Labor's Under-the-Radar Power Grab
February 24, 2012
If polls are to be believed, unionism in general is becoming increasingly unpopular with the American public. This might explain why overt attempts to gain legal concessions, such as the Employee Free Choice Act, have not been met by the federal government with overwhelming approval. Nevertheless, unions continue to gain concessions on the local level that perpetuate their damaging effects, says Michael M. Rosen of The American.
Specifically, unions across the country are increasingly taking advantage of the Project Labor Agreement (PLA) -- a contract with municipal and state governments that grants enormous allowances to unions in the construction of public buildings.
- Non-union workers must pay union dues.
- Non-union contractors have to contribute to union health and pension plans (even if they already offer their own).
- Non-union workers must be approved by a union before being dispatched to a job.
- Only union apprentices can work on PLA projects.

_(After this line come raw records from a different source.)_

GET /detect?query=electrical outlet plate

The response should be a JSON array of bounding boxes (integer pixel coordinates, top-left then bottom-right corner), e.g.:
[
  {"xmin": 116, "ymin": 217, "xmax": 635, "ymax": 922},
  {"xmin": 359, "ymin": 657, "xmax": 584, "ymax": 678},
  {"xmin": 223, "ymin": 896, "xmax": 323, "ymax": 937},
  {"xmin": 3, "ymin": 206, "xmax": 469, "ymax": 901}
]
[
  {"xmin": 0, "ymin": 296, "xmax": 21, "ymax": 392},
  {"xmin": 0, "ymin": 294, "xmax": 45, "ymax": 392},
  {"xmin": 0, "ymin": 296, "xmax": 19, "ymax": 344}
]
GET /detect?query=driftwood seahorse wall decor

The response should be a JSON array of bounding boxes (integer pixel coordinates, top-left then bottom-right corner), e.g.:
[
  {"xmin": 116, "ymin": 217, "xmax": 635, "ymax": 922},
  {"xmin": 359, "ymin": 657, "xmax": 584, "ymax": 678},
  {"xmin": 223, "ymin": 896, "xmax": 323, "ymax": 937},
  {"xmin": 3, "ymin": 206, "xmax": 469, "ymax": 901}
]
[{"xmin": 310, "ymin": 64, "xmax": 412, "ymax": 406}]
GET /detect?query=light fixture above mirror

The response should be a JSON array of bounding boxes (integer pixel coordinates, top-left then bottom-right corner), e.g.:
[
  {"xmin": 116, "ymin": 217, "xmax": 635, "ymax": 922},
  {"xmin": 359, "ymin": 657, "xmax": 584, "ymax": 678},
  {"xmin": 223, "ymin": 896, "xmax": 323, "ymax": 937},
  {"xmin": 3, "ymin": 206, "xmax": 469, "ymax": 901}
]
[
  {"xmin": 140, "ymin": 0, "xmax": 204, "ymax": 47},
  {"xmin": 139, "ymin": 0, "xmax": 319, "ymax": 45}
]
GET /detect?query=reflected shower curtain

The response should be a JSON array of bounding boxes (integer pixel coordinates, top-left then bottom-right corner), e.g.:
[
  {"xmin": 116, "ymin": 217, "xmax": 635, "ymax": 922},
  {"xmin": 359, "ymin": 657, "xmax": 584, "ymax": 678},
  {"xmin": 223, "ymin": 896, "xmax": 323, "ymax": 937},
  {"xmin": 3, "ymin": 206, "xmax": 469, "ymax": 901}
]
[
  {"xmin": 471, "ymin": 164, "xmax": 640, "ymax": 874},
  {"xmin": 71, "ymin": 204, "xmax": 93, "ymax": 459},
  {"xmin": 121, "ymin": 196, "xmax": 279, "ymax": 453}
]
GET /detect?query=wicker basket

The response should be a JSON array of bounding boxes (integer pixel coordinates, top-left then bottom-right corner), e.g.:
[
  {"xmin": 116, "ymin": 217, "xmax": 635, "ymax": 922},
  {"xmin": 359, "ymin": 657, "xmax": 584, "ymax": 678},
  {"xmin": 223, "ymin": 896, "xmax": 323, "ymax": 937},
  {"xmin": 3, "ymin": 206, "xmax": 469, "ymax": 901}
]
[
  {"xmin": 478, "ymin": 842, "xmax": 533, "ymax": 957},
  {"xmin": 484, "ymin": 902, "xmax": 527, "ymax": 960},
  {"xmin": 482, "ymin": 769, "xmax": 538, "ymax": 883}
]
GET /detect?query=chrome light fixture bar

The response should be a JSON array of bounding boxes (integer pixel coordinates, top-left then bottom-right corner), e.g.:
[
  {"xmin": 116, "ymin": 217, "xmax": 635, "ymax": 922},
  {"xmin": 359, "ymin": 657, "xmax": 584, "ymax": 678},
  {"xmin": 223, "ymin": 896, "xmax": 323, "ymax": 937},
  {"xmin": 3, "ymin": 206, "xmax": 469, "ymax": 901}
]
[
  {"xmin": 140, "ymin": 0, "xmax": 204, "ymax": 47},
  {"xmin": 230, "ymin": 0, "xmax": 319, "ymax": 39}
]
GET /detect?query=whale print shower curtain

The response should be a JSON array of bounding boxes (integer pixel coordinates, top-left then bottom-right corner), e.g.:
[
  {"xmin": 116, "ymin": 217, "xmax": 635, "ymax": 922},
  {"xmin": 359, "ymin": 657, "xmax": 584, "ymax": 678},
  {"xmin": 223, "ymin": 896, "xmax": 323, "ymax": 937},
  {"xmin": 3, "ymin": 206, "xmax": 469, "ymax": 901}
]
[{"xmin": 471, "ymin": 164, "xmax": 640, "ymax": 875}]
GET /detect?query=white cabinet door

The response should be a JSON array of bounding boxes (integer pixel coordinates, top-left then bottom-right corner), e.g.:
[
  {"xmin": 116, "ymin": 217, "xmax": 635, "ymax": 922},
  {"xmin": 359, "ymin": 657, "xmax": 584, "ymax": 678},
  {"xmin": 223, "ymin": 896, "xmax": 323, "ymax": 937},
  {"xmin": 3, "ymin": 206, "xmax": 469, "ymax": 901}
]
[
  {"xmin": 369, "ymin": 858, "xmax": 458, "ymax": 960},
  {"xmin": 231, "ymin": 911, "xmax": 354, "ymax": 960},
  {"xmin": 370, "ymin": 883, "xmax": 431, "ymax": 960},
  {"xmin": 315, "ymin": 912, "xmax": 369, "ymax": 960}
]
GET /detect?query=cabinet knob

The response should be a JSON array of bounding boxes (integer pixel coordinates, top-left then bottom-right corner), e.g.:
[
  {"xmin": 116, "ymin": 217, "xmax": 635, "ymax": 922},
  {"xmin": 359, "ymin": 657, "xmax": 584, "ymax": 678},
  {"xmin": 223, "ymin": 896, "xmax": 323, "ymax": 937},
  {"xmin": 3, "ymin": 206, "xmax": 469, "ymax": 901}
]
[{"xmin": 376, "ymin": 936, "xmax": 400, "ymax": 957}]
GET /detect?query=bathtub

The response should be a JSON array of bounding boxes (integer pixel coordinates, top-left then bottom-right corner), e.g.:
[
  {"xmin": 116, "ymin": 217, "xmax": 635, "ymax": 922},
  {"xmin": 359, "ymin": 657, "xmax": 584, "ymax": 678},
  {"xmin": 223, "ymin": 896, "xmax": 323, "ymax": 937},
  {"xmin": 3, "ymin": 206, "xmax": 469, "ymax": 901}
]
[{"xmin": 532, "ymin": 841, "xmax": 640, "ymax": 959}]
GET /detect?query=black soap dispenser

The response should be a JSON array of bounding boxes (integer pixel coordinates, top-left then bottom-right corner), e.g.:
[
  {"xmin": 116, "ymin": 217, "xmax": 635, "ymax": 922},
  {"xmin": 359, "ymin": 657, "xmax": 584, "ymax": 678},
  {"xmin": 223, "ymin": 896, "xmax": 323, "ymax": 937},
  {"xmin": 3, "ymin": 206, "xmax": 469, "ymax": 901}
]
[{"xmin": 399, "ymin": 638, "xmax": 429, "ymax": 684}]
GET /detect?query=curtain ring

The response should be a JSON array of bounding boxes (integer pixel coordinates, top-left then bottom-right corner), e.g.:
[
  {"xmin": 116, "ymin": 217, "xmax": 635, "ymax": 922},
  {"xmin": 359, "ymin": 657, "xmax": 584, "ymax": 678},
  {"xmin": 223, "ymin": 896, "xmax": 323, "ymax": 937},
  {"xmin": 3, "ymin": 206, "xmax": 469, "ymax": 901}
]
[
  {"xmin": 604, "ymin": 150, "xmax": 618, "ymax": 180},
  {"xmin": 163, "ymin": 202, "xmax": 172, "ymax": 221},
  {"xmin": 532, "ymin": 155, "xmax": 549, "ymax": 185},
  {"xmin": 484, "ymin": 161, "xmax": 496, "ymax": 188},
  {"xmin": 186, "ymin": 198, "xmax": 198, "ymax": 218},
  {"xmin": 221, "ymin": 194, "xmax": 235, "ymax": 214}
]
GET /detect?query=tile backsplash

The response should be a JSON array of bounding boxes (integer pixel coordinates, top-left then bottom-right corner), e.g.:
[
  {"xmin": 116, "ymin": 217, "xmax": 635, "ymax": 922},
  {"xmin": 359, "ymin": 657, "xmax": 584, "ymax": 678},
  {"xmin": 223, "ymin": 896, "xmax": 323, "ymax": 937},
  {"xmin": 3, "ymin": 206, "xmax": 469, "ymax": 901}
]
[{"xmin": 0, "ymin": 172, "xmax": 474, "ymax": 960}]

These strictures significantly limit bidding competition for the rights to public projects, thereby increasing costs to the taxpayers.
- A 2009 report by the Beacon Hill Institute found that, had President Obama's pro-PLA executive order been in effect in 2008 with all federal construction projects in that year being performed under PLAs, the cost to taxpayers would have increased by $1.6 billion to a total of $2.6 billion.
- A 2001 Ernst & Young analysis of construction projects in an upstate New York county supported the contention that PLAs reduce bidding competition, thus undercutting cost-effective construction.
- Eric Christen, executive director of the Coalition for Fair Employment in Construction, cited a peer-reviewed study that found that the use of PLAs typically increased the price tag of a given project by 13 to 15 percent.